Despite opting not to declare for the 2011 draft, I kept Andrew Luck’s name on the list if only for the basis of a comparison. After all, this is the poster boy for college football at the moment and the man everyone expects to be the #1 overall pick next year. His numbers at Stanford in 2011 were very impressive, yet distinctly similar to Colin Kaepernick’s.
Luck went 245/349 passing for the season with an excelent 70% completion rate. Kaepernick wasn’t far behind, going 213/326 for a 65% completion rate.
Very little separated each players yards-per-attempt (8.9 to 8.7 in favor of Luck). Kaepernick had 2830 passing yards compared to Luck’s 3051. Both players threw seven interceptions, but Luck recorded seven more passing touchdowns. To compensate, Kaepernick’s running ability in Nevada’s pistol offense generated 1184 yards and an eye catching 20 touchdowns compared to Luck’s 438 yards and three scores. Of course, Luck ran a very different offense where his mobility and sneaky athleticism was merely a bonus and Kaepernick’s rushing qualities were a focal point for the Wolfpack.
Numbers only tell one side of the story of course, because using pure statistics you’d find it hard to seperate the pair. I’m not trying to say in this article that the two are on an equal footing, something I’m sure Colin Kaepernick – being a humble individual – would accept himself. Kaepernick will not be the first overall pick this year even if he does find a home in round one. Luck’s throwing mechanics are uniquely perfect for a college quarterback and he has some experience of pre-snap reads and adjustments, although a lot of those appeared to be scripted.
Level of competition also has to be taken into account.
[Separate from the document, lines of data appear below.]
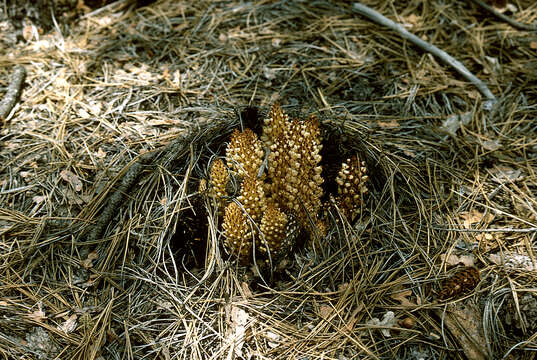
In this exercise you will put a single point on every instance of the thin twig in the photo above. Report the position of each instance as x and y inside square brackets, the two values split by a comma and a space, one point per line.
[13, 91]
[514, 230]
[441, 54]
[507, 19]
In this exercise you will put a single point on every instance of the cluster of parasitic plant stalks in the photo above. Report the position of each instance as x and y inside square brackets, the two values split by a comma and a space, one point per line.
[279, 178]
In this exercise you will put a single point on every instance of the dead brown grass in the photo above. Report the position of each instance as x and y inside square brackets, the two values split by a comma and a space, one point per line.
[132, 105]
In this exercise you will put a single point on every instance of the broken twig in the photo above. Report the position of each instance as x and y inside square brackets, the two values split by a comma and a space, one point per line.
[13, 91]
[516, 24]
[445, 57]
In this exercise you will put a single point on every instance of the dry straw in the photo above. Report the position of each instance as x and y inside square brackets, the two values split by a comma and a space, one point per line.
[106, 245]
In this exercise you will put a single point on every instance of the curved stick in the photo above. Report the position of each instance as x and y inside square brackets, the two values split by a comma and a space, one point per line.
[13, 91]
[516, 24]
[441, 54]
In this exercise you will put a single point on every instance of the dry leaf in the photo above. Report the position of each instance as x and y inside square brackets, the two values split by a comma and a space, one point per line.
[467, 260]
[38, 315]
[100, 154]
[239, 319]
[454, 122]
[325, 311]
[504, 174]
[388, 124]
[274, 339]
[38, 199]
[71, 179]
[491, 145]
[514, 261]
[474, 217]
[69, 325]
[388, 320]
[247, 292]
[88, 263]
[464, 320]
[402, 298]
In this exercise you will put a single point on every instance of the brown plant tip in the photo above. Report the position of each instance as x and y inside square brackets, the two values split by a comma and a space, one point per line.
[276, 123]
[219, 178]
[352, 186]
[244, 153]
[237, 232]
[294, 168]
[274, 229]
[407, 323]
[463, 282]
[252, 197]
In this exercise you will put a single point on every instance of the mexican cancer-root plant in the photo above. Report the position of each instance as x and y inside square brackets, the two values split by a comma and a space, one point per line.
[280, 179]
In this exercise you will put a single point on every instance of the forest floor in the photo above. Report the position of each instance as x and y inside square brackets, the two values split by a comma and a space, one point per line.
[105, 254]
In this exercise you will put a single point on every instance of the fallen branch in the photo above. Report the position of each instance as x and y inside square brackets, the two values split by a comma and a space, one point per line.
[516, 24]
[441, 54]
[13, 91]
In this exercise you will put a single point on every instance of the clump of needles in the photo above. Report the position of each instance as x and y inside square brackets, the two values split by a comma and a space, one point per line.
[279, 176]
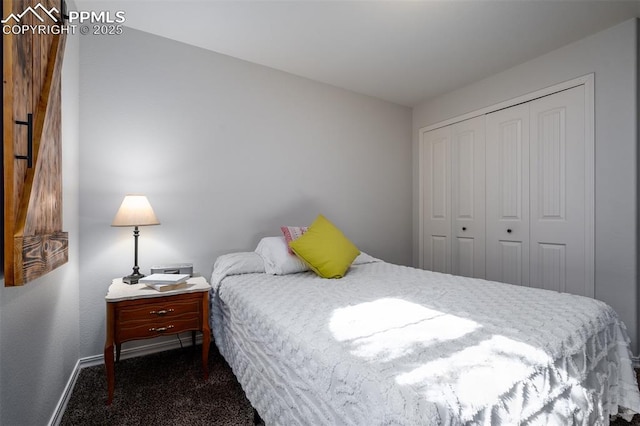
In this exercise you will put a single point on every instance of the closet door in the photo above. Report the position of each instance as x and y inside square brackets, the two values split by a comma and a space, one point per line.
[558, 185]
[436, 151]
[468, 198]
[507, 195]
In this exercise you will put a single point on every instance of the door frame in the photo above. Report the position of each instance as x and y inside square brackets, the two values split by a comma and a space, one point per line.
[588, 81]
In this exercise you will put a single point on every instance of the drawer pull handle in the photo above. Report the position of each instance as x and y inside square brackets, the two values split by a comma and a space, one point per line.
[161, 329]
[161, 312]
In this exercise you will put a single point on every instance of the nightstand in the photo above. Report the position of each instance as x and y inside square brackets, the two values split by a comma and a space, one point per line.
[139, 312]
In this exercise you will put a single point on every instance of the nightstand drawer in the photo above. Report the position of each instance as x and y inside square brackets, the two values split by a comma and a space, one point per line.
[158, 309]
[147, 329]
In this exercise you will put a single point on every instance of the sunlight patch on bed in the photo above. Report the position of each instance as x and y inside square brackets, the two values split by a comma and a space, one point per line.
[390, 328]
[478, 375]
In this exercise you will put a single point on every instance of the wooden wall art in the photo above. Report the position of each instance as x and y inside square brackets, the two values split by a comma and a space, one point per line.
[34, 242]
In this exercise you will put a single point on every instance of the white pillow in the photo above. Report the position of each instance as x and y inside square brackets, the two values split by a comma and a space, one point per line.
[235, 264]
[277, 259]
[364, 258]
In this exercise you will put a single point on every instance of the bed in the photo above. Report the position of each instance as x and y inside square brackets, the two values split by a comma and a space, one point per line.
[394, 345]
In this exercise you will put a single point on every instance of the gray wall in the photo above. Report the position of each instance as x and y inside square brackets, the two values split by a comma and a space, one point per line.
[39, 322]
[226, 151]
[612, 56]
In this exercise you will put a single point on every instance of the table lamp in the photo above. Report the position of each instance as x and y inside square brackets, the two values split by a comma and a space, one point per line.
[135, 211]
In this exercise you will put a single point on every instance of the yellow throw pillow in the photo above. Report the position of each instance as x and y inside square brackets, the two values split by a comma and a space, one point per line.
[325, 249]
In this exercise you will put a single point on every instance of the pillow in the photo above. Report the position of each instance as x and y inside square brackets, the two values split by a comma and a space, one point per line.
[276, 257]
[365, 258]
[291, 233]
[325, 249]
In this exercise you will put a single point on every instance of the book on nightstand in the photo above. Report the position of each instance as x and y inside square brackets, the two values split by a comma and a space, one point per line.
[165, 282]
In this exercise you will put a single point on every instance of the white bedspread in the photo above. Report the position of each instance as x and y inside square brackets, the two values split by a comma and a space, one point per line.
[392, 345]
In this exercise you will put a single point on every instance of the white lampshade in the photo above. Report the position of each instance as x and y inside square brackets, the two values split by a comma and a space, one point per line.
[135, 210]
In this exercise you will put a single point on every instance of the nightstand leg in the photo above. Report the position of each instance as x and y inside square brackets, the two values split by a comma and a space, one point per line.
[108, 352]
[108, 365]
[206, 335]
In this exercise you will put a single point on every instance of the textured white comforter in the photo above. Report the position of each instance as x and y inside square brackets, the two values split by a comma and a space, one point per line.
[392, 345]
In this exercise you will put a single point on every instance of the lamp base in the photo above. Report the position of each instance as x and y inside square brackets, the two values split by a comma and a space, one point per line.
[132, 279]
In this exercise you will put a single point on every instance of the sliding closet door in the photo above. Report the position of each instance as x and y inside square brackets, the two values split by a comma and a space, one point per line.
[558, 191]
[468, 198]
[436, 151]
[507, 190]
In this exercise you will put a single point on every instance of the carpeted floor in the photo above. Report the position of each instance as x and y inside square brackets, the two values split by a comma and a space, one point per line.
[167, 388]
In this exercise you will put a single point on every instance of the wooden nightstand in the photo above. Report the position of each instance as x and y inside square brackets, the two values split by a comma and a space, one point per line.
[139, 312]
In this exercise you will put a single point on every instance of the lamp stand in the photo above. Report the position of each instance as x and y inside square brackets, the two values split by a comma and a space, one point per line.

Kaepernick did beat Boise State, California, Fresno State and Boston College but Nevada’s schedule was also padded out with Eastern Washington, Idaho, Louisiana Tech and Utah State. Stanford negotiated the PAC-10 with some style, only losing to eventual BCS Championship runners-up Oregon on the road.
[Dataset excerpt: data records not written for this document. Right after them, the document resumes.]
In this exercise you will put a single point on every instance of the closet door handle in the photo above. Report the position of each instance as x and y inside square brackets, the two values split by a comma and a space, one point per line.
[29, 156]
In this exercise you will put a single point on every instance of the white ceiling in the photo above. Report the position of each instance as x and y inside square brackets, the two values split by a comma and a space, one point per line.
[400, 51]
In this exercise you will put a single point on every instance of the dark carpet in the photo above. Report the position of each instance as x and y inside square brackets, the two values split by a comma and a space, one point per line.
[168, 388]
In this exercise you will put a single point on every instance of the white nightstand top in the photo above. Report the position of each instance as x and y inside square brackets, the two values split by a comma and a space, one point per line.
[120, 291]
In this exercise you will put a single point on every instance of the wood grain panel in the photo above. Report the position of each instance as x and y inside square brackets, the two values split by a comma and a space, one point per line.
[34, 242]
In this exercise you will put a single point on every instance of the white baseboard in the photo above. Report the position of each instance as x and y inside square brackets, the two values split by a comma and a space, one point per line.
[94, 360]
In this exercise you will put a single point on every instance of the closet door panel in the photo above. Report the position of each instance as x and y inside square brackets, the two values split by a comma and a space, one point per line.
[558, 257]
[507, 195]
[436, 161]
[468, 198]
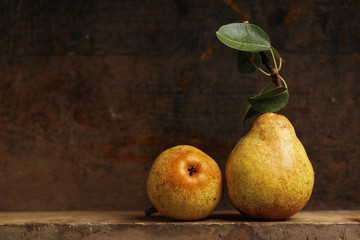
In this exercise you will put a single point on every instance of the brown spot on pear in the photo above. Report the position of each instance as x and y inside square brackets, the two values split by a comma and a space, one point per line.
[182, 182]
[268, 173]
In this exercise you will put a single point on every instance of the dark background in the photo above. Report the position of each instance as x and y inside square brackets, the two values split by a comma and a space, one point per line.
[91, 92]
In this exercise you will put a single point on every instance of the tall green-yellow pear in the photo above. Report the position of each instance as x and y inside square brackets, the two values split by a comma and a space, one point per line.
[184, 183]
[268, 173]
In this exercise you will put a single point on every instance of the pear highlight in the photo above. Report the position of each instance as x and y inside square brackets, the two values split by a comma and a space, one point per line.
[268, 174]
[184, 183]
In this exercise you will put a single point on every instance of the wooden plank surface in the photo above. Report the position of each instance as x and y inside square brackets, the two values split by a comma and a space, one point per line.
[133, 225]
[91, 92]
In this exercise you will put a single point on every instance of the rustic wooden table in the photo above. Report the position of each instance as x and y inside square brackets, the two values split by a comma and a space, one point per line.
[134, 225]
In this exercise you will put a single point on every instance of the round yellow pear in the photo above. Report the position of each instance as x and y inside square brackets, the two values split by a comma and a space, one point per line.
[184, 183]
[268, 173]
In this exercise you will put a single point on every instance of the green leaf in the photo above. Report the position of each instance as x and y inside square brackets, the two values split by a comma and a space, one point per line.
[270, 101]
[248, 62]
[276, 54]
[244, 36]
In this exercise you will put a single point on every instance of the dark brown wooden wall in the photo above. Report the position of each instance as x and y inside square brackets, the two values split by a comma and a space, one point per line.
[92, 91]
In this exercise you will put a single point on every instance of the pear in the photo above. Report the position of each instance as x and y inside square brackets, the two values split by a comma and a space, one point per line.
[268, 173]
[184, 183]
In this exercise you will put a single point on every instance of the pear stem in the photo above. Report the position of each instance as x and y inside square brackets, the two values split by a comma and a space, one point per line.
[148, 212]
[273, 71]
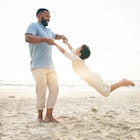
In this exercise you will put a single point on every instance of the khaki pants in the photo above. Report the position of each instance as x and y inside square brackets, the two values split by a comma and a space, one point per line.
[45, 78]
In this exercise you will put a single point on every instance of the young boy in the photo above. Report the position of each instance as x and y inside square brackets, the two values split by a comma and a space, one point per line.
[93, 79]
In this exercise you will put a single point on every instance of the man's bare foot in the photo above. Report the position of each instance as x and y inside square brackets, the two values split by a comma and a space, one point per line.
[126, 82]
[39, 120]
[50, 119]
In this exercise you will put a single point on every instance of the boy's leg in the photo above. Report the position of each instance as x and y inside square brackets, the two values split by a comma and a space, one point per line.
[121, 83]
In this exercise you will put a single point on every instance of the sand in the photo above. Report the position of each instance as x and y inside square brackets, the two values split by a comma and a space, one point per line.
[83, 114]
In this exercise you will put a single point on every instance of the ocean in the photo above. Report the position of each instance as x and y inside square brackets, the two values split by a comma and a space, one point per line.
[30, 85]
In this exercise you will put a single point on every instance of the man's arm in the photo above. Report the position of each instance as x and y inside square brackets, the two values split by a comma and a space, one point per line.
[35, 39]
[60, 48]
[67, 43]
[58, 37]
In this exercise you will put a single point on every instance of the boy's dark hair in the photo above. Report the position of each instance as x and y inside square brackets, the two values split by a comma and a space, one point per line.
[41, 10]
[85, 52]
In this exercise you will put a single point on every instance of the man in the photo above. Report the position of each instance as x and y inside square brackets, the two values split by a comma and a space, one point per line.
[40, 41]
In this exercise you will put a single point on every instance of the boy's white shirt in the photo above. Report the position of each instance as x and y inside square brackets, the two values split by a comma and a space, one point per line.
[78, 64]
[93, 79]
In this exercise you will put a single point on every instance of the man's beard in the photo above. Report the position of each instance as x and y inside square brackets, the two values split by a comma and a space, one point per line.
[43, 22]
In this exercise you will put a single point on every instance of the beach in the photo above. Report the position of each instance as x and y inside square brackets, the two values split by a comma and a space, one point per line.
[83, 114]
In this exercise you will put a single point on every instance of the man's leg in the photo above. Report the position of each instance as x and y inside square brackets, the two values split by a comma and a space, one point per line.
[53, 93]
[40, 80]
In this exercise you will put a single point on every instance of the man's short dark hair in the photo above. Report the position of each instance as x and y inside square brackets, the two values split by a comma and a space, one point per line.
[41, 10]
[85, 52]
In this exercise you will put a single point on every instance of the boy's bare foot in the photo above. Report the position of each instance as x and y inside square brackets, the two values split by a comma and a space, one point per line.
[126, 82]
[50, 119]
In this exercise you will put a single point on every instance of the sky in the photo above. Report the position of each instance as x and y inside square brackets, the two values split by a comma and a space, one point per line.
[110, 27]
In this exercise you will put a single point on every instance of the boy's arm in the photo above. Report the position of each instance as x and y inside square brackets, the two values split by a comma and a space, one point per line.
[60, 48]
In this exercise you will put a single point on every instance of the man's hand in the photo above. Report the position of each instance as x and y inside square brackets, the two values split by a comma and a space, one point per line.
[50, 41]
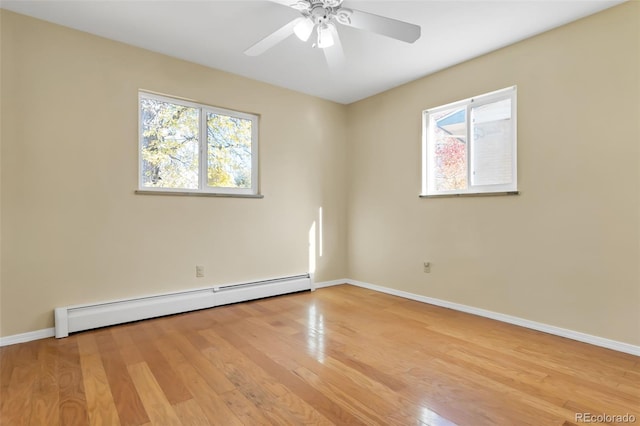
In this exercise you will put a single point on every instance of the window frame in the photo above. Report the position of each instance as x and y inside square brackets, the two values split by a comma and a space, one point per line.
[428, 156]
[203, 150]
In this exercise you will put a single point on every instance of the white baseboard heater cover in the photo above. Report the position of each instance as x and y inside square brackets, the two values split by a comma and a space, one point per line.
[70, 319]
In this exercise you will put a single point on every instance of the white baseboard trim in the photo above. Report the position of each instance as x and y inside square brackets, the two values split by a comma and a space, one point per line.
[27, 337]
[534, 325]
[546, 328]
[323, 284]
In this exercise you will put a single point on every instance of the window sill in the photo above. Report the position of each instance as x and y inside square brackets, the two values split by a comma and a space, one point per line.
[477, 194]
[197, 194]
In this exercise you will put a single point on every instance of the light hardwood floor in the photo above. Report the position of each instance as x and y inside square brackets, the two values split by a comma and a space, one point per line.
[341, 355]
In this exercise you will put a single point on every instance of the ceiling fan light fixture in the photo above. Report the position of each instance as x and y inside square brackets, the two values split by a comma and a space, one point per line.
[304, 28]
[325, 36]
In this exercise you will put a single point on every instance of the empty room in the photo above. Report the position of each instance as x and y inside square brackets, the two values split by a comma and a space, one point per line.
[320, 212]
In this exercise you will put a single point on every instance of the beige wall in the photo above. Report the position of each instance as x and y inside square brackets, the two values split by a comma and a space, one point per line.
[72, 229]
[566, 251]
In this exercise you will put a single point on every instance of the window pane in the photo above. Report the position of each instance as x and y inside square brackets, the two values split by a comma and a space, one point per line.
[229, 151]
[449, 136]
[169, 145]
[492, 147]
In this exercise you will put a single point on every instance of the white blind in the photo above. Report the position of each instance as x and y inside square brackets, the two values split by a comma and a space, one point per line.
[492, 146]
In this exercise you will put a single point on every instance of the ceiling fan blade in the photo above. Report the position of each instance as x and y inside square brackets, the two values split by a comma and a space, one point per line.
[272, 39]
[335, 54]
[295, 4]
[382, 25]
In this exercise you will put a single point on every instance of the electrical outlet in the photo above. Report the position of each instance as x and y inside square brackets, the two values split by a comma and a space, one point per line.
[199, 271]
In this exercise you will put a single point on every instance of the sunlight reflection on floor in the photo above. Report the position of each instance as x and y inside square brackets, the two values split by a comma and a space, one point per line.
[315, 334]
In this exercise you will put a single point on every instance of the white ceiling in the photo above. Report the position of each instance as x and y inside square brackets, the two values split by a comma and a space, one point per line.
[215, 33]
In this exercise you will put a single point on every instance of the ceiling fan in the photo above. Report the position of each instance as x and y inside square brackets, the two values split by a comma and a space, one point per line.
[322, 16]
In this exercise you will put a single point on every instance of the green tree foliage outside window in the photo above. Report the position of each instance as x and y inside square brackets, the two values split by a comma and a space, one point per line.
[171, 147]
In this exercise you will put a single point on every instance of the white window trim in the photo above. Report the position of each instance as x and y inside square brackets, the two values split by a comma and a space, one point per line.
[203, 189]
[428, 158]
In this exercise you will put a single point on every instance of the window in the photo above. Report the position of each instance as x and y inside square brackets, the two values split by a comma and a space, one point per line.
[469, 147]
[193, 148]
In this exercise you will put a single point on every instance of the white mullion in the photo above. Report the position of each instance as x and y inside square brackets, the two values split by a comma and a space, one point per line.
[203, 162]
[469, 107]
One thing the numbers do back up is Kaepernick’s elusiveness. He was sacked just ten times in 2010, which is a lot less than other mobile quarterbacks such as Jake Locker (19), Cam Newton (23), Blaine Gabbert (23) and Christian Ponder (23). Again though, you have to wonder about level of competition considering Andy Dalton’s eight sacks at TCU running a similarly weaker schedule. Andrew Luck was sacked an incredible six times, testament not only to his ability to get the ball out quickly but also to Stanford’s superb offensive line.
It is interesting to see that Kaepernick had a better completion percentage than both Locker and Gabbert, significantly so in Locker’s case. Again this perhaps doesn’t tell the whole story as Kaepernick was never faced with an almost impossible situation against Stanford and Nebraska, although performances such as Locker’s against UCLA proved he wasn’t entirely blameless. Another interesting note on Gabbert is that his 62% completion rate came despite throwing more passes (418) than anyone other than Nathan Enderle (478). Gabbert also had the lowest number of touchdowns (15).
Looking at Kaepernick’s previous years at Nevada also hints toward some level of development as a passer. He took less sacks, significantly improved his completion percentage (he averaged in the mid-50’s before 2010) and maintained a low turn over ratio, throwing just 24 interceptions in four years of starting football.
On the face of it the numbers are very impressive and you want to see that development, particularly as a senior. It’s one of the criticisms labelled at Jake Locker who would almost certainly, in my opinion, have been the fourth overall pick last year to Washington. His inability to pass in the 60% range – whatever the reason – gave ammunition to the critics. Statistics can be manipulated in both a positive and negative way and rest assured had Locker been a 60-65% passer, even if the performance wasn’t ultimately much better, people would’ve spoken about him in a more favorable manner. It’s really only a 3% improvement in terms of completions, which is nothing.
Kaepernick did make that jump and the team who ultimately drafts him this week will hope that it’s just the start of further development as a passer, because that is how he’ll be successful at the next level.